Luxembourg | Country-by-Country Reporting
On 2 August 2016, the Luxembourg Government submitted the draft bill n°7031 ("Bill") to the Parliament aiming at transposing into Luxembourg law the EU Directive 2016/881. This Bill, which is now in the final legislative phase before adoption, extends the scope of mandatory exchange of information on tax matters in imposing country-by-country ("CbC") reporting obligations to Multinational Enterprises Groups ("MNE Groups"). An MNE Group is any Group that includes two or more enterprises the tax residence for which is in different jurisdictions.
Such a Directive is in line with Action 13 of the OECD Base Erosion and Profit Shifting (BEPS) ("Action 13") initiative which notably sets out recommendations and a three-tiered standard documentation on CbC reporting with the global purpose of increasing tax transparency so that MNE Groups abandon certain (aggressive) practices and pay their fair share of tax in the country where profits are made in.
The Bill requires the "ultimate parent entity" of an MNE group which is Luxembourg resident for tax purposes to file a CbC report with the Luxembourg tax authorities. In order to ensure an appropriate balancing of reporting burden and benefit to tax administrations, only MNE Groups with total consolidated group revenue equal or higher than EUR 750,000,000 will be required to file the CbC report.
Under certain circumstances, a "surrogate parent entity" (i.e., another entity of the Group appointed as a sole substitute for the ultimate parent entity by such MNE Group) or any "constituent entity" of the Group which is not the ultimate parent will have to be designated as the reporting entity of the Group and file a CbC report accordingly.
An MNE Group entity resident in Luxembourg for tax purposes will need to notify the Luxembourg tax authorities whether it is the ultimate parent entity or a surrogate parent entity. If it is neither, it will have to provide the Luxembourg tax authorities with information on the ultimate parent entity or surrogate parent entity (such as identity and tax residency).
Content of the CbC report
MNE Groups must provide annually and for each tax jurisdiction in which they do business certain information including the amount of revenue, the profit before income tax, the income tax paid and accrued, the number of employees, the stated capital, the retained earnings and the tangible assets, the nature of the activities of the involved entities as well as any other additional information that could be relevant. This information will enable the tax authorities to react to harmful tax practices through changes in the legislation or adequate risk assessments and tax audits.

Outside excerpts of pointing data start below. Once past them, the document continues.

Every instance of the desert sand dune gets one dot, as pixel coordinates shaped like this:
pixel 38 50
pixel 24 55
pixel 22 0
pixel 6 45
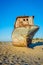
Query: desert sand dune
pixel 10 55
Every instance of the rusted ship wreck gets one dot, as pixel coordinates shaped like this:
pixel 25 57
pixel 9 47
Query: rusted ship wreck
pixel 24 31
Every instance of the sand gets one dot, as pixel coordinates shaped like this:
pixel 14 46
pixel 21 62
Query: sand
pixel 11 55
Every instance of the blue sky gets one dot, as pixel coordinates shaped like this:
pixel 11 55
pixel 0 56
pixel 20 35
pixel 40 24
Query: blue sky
pixel 10 9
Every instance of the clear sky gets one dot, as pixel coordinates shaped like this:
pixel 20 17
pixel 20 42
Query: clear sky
pixel 10 9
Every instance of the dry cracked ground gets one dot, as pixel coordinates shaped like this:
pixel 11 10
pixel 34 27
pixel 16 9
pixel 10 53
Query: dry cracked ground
pixel 11 55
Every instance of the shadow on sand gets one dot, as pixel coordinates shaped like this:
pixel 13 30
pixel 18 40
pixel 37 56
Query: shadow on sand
pixel 35 44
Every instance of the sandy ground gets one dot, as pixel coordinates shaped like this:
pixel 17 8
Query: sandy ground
pixel 10 55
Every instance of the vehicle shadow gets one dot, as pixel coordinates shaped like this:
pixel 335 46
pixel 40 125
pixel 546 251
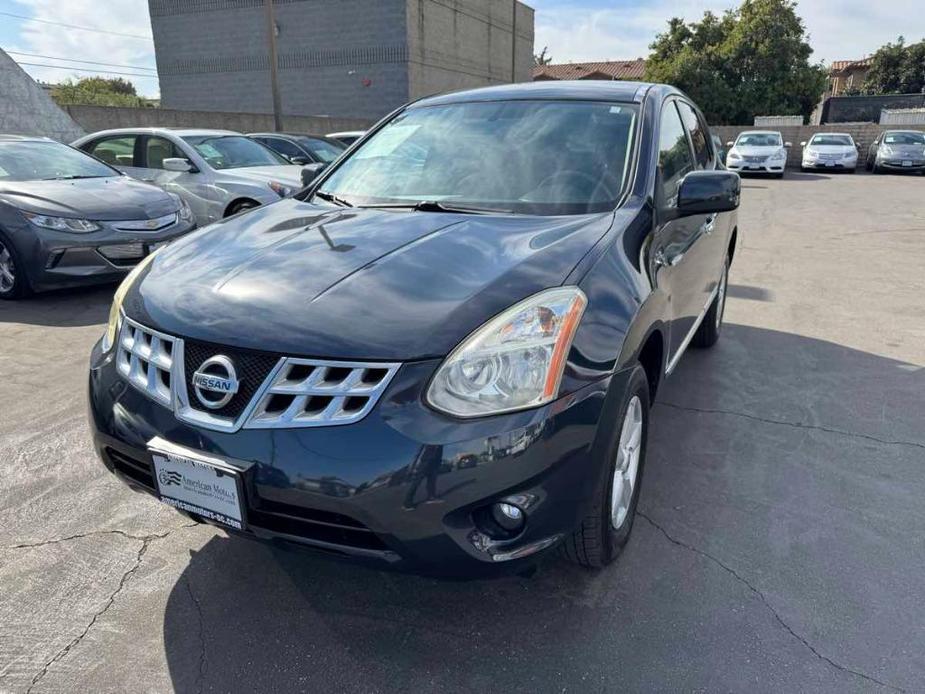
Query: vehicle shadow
pixel 65 308
pixel 247 617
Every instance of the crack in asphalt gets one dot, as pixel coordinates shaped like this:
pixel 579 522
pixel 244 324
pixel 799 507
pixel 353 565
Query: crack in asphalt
pixel 145 541
pixel 97 533
pixel 761 596
pixel 200 679
pixel 795 425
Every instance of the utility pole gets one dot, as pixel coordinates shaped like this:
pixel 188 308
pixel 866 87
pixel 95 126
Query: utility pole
pixel 274 76
pixel 513 41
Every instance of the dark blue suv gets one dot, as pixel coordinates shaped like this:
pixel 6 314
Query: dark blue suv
pixel 440 356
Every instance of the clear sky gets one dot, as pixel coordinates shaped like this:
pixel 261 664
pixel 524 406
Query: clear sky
pixel 574 30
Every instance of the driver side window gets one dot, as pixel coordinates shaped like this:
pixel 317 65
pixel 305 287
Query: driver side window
pixel 674 157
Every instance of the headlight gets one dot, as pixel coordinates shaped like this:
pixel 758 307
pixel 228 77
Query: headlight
pixel 115 311
pixel 513 362
pixel 183 209
pixel 281 189
pixel 74 226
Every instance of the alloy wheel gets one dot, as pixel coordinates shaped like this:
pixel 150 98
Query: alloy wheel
pixel 7 270
pixel 626 470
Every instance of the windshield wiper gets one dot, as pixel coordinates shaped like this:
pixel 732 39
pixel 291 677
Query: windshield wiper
pixel 330 197
pixel 435 206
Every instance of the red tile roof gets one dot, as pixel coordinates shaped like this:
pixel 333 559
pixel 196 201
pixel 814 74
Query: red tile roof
pixel 608 70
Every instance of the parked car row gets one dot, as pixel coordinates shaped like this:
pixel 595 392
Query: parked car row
pixel 765 152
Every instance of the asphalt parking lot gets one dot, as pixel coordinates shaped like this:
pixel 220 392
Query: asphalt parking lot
pixel 781 545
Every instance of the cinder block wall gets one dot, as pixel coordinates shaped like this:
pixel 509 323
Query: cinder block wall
pixel 863 134
pixel 94 118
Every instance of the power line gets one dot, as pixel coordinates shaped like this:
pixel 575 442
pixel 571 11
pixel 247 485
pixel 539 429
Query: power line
pixel 74 26
pixel 88 62
pixel 82 69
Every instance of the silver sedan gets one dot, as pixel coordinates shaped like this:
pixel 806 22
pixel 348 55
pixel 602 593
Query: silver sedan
pixel 218 172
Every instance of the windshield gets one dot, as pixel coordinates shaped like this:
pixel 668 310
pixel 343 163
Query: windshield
pixel 234 151
pixel 758 140
pixel 325 150
pixel 530 157
pixel 832 140
pixel 904 139
pixel 48 161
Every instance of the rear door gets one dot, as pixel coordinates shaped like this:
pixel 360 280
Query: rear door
pixel 680 257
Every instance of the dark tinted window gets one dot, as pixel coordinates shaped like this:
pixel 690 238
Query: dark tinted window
pixel 115 151
pixel 674 156
pixel 281 146
pixel 698 135
pixel 531 157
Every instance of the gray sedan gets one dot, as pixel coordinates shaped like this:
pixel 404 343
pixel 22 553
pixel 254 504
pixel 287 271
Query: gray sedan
pixel 67 219
pixel 218 172
pixel 897 150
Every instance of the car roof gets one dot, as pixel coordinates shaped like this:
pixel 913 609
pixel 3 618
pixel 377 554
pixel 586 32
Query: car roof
pixel 24 138
pixel 579 90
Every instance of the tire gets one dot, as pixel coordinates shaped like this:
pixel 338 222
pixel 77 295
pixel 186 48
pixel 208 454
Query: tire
pixel 712 324
pixel 241 206
pixel 597 542
pixel 13 281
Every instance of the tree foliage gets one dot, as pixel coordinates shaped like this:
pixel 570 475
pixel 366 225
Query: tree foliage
pixel 97 91
pixel 897 69
pixel 754 60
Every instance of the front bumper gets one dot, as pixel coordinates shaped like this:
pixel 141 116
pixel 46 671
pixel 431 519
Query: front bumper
pixel 767 166
pixel 400 489
pixel 56 259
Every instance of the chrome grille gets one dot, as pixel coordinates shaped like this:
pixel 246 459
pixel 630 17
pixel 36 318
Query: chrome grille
pixel 295 393
pixel 145 358
pixel 311 393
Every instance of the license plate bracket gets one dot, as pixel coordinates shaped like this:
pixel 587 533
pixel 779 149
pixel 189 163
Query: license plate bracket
pixel 198 483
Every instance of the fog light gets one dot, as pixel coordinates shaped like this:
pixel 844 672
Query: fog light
pixel 508 516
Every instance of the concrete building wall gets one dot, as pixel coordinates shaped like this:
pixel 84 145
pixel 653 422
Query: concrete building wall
pixel 94 118
pixel 343 58
pixel 27 109
pixel 460 44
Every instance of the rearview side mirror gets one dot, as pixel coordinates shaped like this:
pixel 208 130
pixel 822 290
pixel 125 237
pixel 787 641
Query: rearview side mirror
pixel 310 172
pixel 177 164
pixel 709 192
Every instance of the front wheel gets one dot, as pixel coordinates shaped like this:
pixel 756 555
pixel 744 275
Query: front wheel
pixel 13 283
pixel 711 325
pixel 606 529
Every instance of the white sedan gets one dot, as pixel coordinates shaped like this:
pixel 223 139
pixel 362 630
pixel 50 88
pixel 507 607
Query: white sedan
pixel 758 151
pixel 830 151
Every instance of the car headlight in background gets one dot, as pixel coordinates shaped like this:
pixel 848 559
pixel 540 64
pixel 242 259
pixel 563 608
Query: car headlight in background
pixel 281 189
pixel 115 311
pixel 513 362
pixel 184 211
pixel 73 226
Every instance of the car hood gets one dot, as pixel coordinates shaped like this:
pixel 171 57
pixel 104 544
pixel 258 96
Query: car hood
pixel 115 198
pixel 908 150
pixel 288 174
pixel 832 149
pixel 301 279
pixel 750 151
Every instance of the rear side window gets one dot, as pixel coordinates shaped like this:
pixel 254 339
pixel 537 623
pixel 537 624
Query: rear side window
pixel 698 135
pixel 674 157
pixel 115 151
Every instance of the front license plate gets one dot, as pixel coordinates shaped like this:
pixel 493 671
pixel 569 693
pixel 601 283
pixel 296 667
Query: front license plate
pixel 198 484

The mandatory exchange of CbC reports will be initiated with EU Member States but also with other jurisdictions which are signatories to the OECD Multilateral Competent Authority Agreement on the Exchange of CbC Reports foreseen by Action 13 (a Luxembourg Grand-Ducal Regulation will be published separately in this respect).
The CbC report relates to financial years starting 1 January 2016 and onwards and must be filed annually within 12 months of the last day of the relevant financial year (extended to 18 months for the first year). The Luxembourg tax authorities must pass on such information to the relevant foreign tax authorities within 3 months of the submission of the CbC reports (extended to 6 months for the first year).
In case of late, incomplete or inaccurate filing, the reporting entity may be subject to a penalty of up to EUR 250,000.